Each panel traces one forward pass through the attention mechanism for the input “blue”. All vector directions are shown in a shared 2D PCA projection.

Step 1 — The embedding lookup gives a \(d\)-dimensional vector for “blue” (blue arrow). \(W_q\) projects it to the query \(Q\) (orange arrow). The direction changes: \(W_q\) is a learned rotation and scaling whose job is to point \(Q\) toward the right key.

Step 2 — \(Q\) (orange) is plotted alongside all 7 key vectors (gray). The matched key \(K[j]\) is the slot that “blue” attends to most. After training, \(Q\) and \(K[j]\) are nearly collinear — high dot product, low dot product with everything else.

Step 3 — Scaling by \(1/\sqrt{d}\) and applying softmax turns the raw scores into weights. A well-trained model produces a near-one-hot distribution: almost all weight on the single matched slot, near-zero everywhere else. The dashed line marks uniform (1/7) for reference.

Step 4 — Throughout, \(j\) denotes the matched slot: \(j = \arg\max_i \, \alpha_i\).

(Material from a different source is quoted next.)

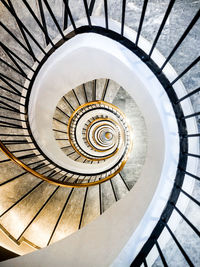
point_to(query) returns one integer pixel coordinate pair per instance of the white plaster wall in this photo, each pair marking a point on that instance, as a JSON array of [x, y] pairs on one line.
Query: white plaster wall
[[104, 238]]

\(V \in \mathbb{R}^{7 \times d}\) is a free nn.Parameter matrix — a learned memory bank with one row per slot. Nothing in the architecture prescribes what those rows contain; they are initialized randomly and shaped entirely by gradient descent.

The context vector is:

\[\text{context} = \sum_{i=0}^{6} \alpha_i \, V_i\]

When \(\alpha\) is near-one-hot (Step 3), almost all weight is on slot \(j\), so nearly every other \(V_i\) is multiplied by \(\approx 0\). What survives is \(\approx V[j]\).

Why does \(V[j]\) encode “sky”? Cross-entropy loss. Every time “blue” is the input, the model attends to slot \(j\) and returns \(V[j]\) as context. The output linear layer then has to decode that context to a high logit for “sky”. If \(V[j]\) doesn’t support that decoding, the loss stays high and gradients push \(V[j]\) in a direction that does. \(K[j]\) and \(V[j]\) are separate parameters but they converge together: \(K[j]\) becomes the address that “blue” queries, \(V[j]\) becomes the content that decodes to the paired noun.

The two bars in the plot show that the retrieved context (orange) and \(V[j]\) (blue) are nearly identical — the cosine similarity in the title confirms it. The small residual comes from the non-zero weight on the other slots.

Takeaway

The main difference between attention and a regular linear layer is that attention is input-dependent. A linear layer applies the same weights regardless of input. Attention uses the input to generate a query first, then uses that query to decide what to retrieve.

In a full transformer, this runs across many heads and positions, with K and V derived from other tokens rather than stored as free parameters. But the computation — \(\text{softmax}(QK^\top / \sqrt{d})V\) — is the same.